Many of the volunteers at Evergreen Cemetery are homeless participants from the HSC.
“People so directly blame homelessness for problems in the Evergreen Cemetery and we’re directly responding to that by saying, ‘Actually, we’re doing what we can to improve the area,’” says Monica Martinez, executive director for the HSC.
HSC’s community services coordinator, Stephan Nelson, spearheads the cleanup project. Nelson has overseen similar programs for the HSC, such as the “Adopt a Levy” program with Save Our Shores and other neighborhood cleanups, however work at the Evergreen Cemetery is the largest cleanup effort in which the HSC has participated.
Nelson says volunteers covered 2.5 of the cemetery’s seven acres by week 11 of the ongoing project.
“The parts that are unfinished compared to the parts that have been refurbished—it’s an amazing feat,” says Nelson, noting that cleanup efforts build momentum each week as more and more volunteers pitch in from around the community. “I believe in volunteering: it’s a tool to bring the community together as a whole. … Everyone is welcome.”
Martinez says the project is a win-win, as it helps homeless volunteers find purpose, while assisting the MAH and larger Santa Cruz community.
“This community services team is part of our model to help people rebuild their sense of self, their sense of dignity,” she says. “You lose that when you’re homeless. You don’t have a place where you belong or have to be. … Providing people with something to do helps them rebuild that sense of purpose. Participants who regularly volunteer at the cemetery have this extreme sense of pride and achievement, and they’re learning about the history of the cemetery.”
As one of the oldest cemeteries in the nation, Evergreen’s plots represent the various communities that arrived in Santa Cruz in the 1800s before California was part of the union.
“The first burial there was in 1850,” says Sibley Simon, who works with the MAH to oversee Evergreen Cemetery’s rehabilitation. “The two most famous people buried there are Louden Nelson, who’s famous locally, and Isaac Graham, who’s another major historical figure in this area and played a part in California becoming independent from Mexico.”
The cemetery’s maintenance has been overlooked for a number of years due to lack of available time and funding on part of the MAH. While there were a few helpful short-term efforts to spruce up the grounds in recent years, Simon says the HSC volunteers’ ongoing participation is making strides that were not possible in the past.
“It’s been thrilling to have their level of energy on the project,” he says, adding that he got the idea from current Santa Cruz mayor, Don Lane, who mentioned a partnership between the MAH and HSC last fall. “So I picked it up and ran with it, and contacted homeless services,” says Simon.
Lane recalls thinking that each organization could benefit from putting their heads together.
“I think the community needs to find new ways to deal with the problem of homelessness,” says Lane. “I’m not trying to divert the city government away from all the basic functions it needs to take on, I’m just trying to use the opportunity I have as mayor to raise an issue and get people talking and thinking about it, and maybe doing something about it.”

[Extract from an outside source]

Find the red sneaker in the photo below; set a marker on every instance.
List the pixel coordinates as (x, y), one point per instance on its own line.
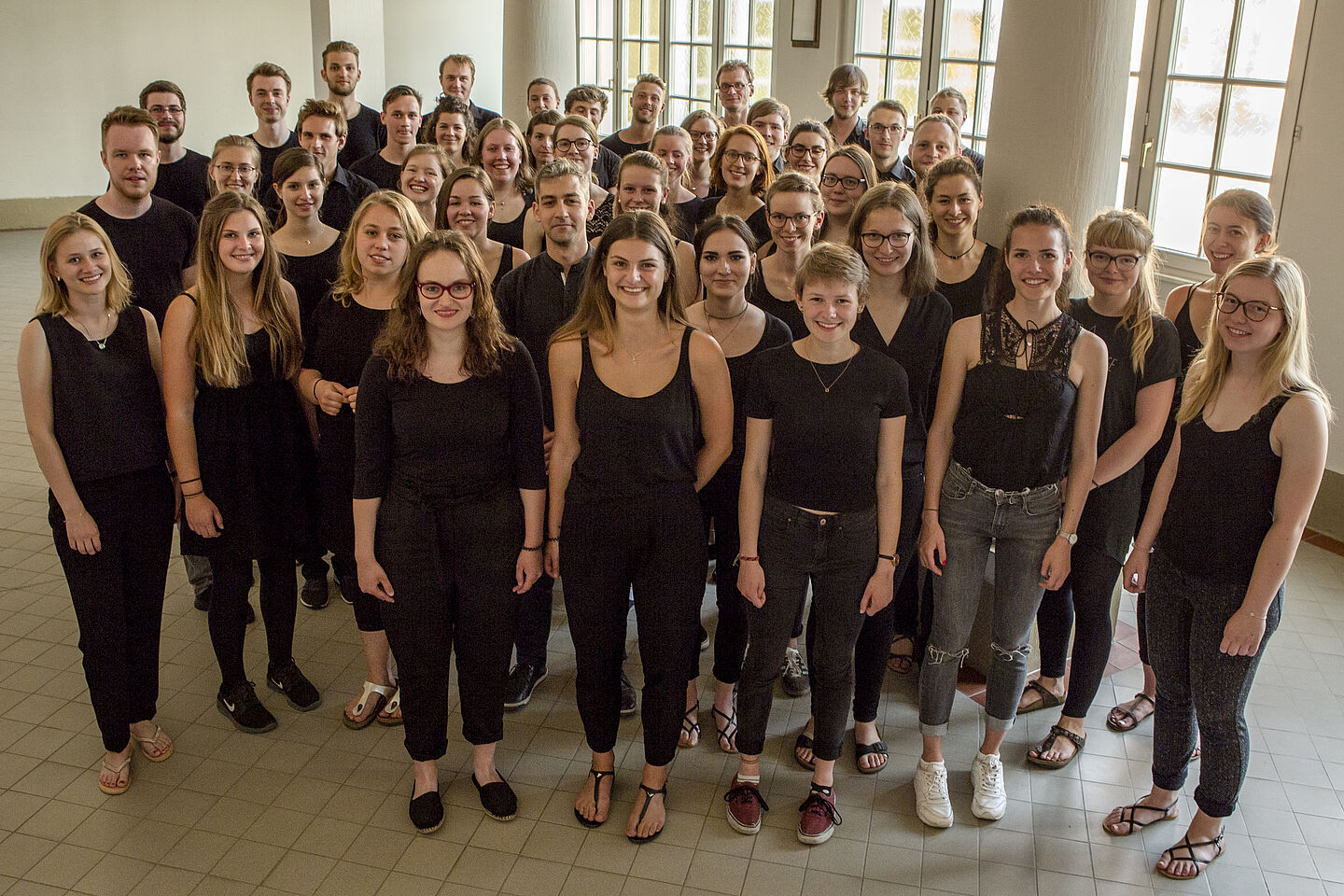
(819, 816)
(745, 806)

The MAH plans to have an “opening day” on Saturday, April 21 to celebrate the progress that is happening at the cemetery.
“We want to show people in the community all the work we’ve done there, and then share our plans for going forward,” Simon says. “We’re going to give a tour that shares some of the history, tell some stories of some of the folks buried there, and also recognize the volunteers.”
Simon adds that groundskeeping efforts are the first of several steps to sprucing up the historic site. Future plans include repairs of fences and steps, drainage improvements overseen by the City of Santa Cruz, and restoration of individual plots with broken headstones.
Once restoration is complete, tasks will include the installation of informational signs and an audio tour that tell the story along the cemetery’s haunting paths.